Overt Hypothyroidism: clear hypothyroidism an increased TSH and a decreased T4 level. All patients with overt hypothyroidism are usually treated with thyroid hormone pills.

Primary hypothyroidism: the most common cause of hypothyroidism cause by failure of the thyroid grand.

Transient hypothyroxinemia: temporary decrease in the blood level of thyroxine (T4) after delivery in pre-term infants, followed by the return of normal levels in the absence of any treatment.

Hyperthyroidism: a condition where the thyroid gland is overactive and produces too much thyroid hormone. Hyperthyroidism may be treated with antithyroid meds (Methimazole, Propylthiouracil), radioactive iodine or surgery.

Subclinical Hyperthyroidism: a mild form of hyperthyroidism where the only abnormal hormone level is a decreased TSH.

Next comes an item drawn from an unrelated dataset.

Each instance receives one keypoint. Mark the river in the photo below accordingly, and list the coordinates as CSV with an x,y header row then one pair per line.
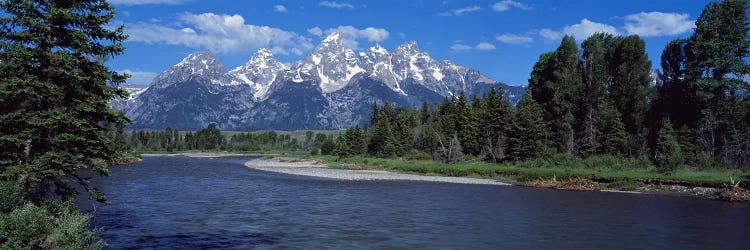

Thyroxine (T4): the major hormone produced by the thyroid gland. T4 gets converted to the active hormone T3 in various tissues in the body.

Triiodothyronine (T3): the active thyroid hormone, usually produced from thyroxine.

TSH (thyroid stimulating hormone): produced by the pituitary gland that regulates thyroid function; also the best screening test to determine if the thyroid is functioning normally.